Sorting in Parallel in Java using Executors and Arrays.sort

Below is HeavySort, a parallel sorting algorithm in Java. The algorithm takes the following steps:

Input: An list A of length n and to be sorted with m threads.

  1. Divide A into m pieces, and sort each piece onto a new list Bi.
  2. Build a list C with first the smallest element of A, then m-1 points evenly spaced from the interior of B1, then the largest element of A.
  3. Compute D[i], the number of elements of A that are between C[i] and C[i+1] (use binary searches).
  4. For each i = 1,...,m, merge the values of the sorted lists B1,...,Bm between C[i] and C[i+1]. Copy these values back onto A starting at D[1] + · · · + D[i-1]

Here is a brief analysis of the the running time. Step 1 takes O(n/m \log(n/m)) for each of m sorts which can be accomplished in parallel. Step 2 can be accomplished in O(m) time as we can find the largest and smallest elements of A by checking the end points of each Bi. For step 3, we can compute each D[i] in parallel. For j = 1,\ldots,m, we do two binary searches of Bj for C[i] and C[i+1], taking O(m \log(n/m)) in each thread. For step 4, as should be about n/m elements of A with values between c[i] and c[i+1], and for each element we need to spend O(m) time to determine which of the Bj is next, we can complete step 4 in O(n) using m threads. Thus the total running time is O(n/m\log(n/m) + n). Note that in the final step, performance could be improved by using a binary heap to determine which Bj, but m would have to be quite large for this to be practical.

Implicit in this analysis is the assumption that the values in B1 are representative of A. While this assumption would usually be true if A began in uniformly random order, it would be violated if A began sorted or nearly sorted. When the assumption is violated, the entire merging would be done by a single thread, making step 4 take O(mn).
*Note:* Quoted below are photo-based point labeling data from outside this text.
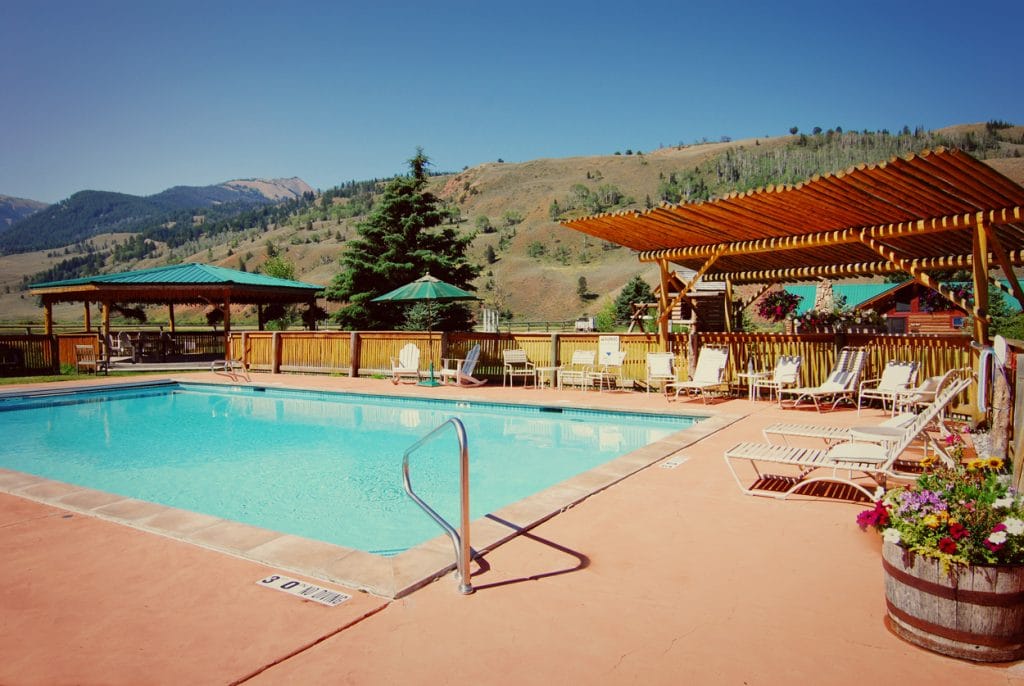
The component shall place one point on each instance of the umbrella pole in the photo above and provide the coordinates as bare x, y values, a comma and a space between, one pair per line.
430, 345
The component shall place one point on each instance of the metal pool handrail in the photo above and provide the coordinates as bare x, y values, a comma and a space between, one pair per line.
461, 543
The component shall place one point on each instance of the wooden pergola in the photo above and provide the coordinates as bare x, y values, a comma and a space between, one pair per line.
933, 211
188, 284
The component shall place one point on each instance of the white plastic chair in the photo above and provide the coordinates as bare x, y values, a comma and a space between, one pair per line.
408, 363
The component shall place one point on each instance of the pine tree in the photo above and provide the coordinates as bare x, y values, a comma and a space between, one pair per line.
401, 240
636, 290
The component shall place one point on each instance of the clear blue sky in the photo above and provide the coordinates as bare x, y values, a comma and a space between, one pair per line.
137, 96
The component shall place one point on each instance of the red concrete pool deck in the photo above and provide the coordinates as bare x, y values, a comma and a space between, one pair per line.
670, 576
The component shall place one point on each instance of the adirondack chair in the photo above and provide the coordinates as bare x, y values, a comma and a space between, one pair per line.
460, 372
408, 363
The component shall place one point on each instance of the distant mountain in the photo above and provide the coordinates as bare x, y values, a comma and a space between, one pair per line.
13, 209
90, 212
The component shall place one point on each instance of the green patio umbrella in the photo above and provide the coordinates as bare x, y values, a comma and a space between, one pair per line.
429, 290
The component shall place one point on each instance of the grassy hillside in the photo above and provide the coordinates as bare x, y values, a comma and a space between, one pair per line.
537, 264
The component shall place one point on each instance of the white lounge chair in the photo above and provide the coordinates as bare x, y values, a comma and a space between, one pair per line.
708, 375
460, 372
828, 433
408, 363
517, 365
659, 369
896, 378
786, 373
923, 394
841, 386
608, 371
574, 374
839, 464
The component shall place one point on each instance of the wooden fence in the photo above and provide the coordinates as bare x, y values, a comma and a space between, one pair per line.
369, 353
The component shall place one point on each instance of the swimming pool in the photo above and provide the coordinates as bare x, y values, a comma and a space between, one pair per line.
317, 465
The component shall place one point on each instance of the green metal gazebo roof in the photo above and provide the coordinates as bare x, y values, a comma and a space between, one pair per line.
178, 274
189, 283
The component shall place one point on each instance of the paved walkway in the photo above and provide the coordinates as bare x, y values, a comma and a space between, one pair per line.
671, 576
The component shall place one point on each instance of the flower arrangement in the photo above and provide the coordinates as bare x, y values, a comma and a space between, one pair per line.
967, 514
933, 301
778, 305
839, 319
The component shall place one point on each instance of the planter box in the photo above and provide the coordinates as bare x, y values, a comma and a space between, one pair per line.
975, 613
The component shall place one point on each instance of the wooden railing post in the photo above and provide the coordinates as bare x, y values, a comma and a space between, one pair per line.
353, 354
275, 352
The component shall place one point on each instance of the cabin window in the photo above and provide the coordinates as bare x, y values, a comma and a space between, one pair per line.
896, 325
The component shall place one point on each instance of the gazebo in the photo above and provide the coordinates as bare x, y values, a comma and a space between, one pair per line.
177, 284
933, 211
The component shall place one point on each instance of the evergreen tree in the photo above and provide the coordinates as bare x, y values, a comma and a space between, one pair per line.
401, 240
636, 290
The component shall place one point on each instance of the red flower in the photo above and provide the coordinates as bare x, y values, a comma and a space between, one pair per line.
878, 516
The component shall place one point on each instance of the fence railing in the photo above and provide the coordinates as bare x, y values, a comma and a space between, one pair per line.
370, 353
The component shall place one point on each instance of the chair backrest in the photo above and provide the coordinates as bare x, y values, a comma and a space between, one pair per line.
616, 358
471, 358
786, 370
660, 363
847, 371
897, 375
605, 346
583, 357
515, 356
711, 363
958, 382
409, 356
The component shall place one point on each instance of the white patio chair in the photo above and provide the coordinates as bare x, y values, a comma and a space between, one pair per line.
574, 374
608, 371
460, 372
896, 378
660, 369
786, 373
407, 366
863, 456
841, 386
709, 374
517, 365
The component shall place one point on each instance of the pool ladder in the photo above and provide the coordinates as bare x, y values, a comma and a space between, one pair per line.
463, 552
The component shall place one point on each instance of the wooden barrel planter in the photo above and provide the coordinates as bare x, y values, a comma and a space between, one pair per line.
976, 613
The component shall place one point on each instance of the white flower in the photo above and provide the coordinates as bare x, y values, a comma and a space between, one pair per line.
1014, 526
997, 538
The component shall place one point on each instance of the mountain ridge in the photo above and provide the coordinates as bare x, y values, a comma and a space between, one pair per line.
534, 267
89, 213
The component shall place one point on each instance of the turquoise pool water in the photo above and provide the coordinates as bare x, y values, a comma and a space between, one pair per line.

The algorithm is called HeavySort as it uses twice the memory required to store A. The extra memory allocation is only necessary as we try and merge in parallel, as is step 3. Since for small m, the sorting in step 1 will be dominant, it would be interesting to see if the cost of making the memory allocation and the binary searches in step 3 are actually saved by parallelizing the merging.

My objective while designing this algorithm was that it would be easy to implement the sorting with Java’s built in Arrays.sort(), and the parallelization with Java’s ExecutorService. The algorithm is implemented in a single class that can be dropped into any Java project, version 1.5 or greater. Below is the source code, JUnit tests, and an example. In practice, I had a 3-4x speedup using 6 threads.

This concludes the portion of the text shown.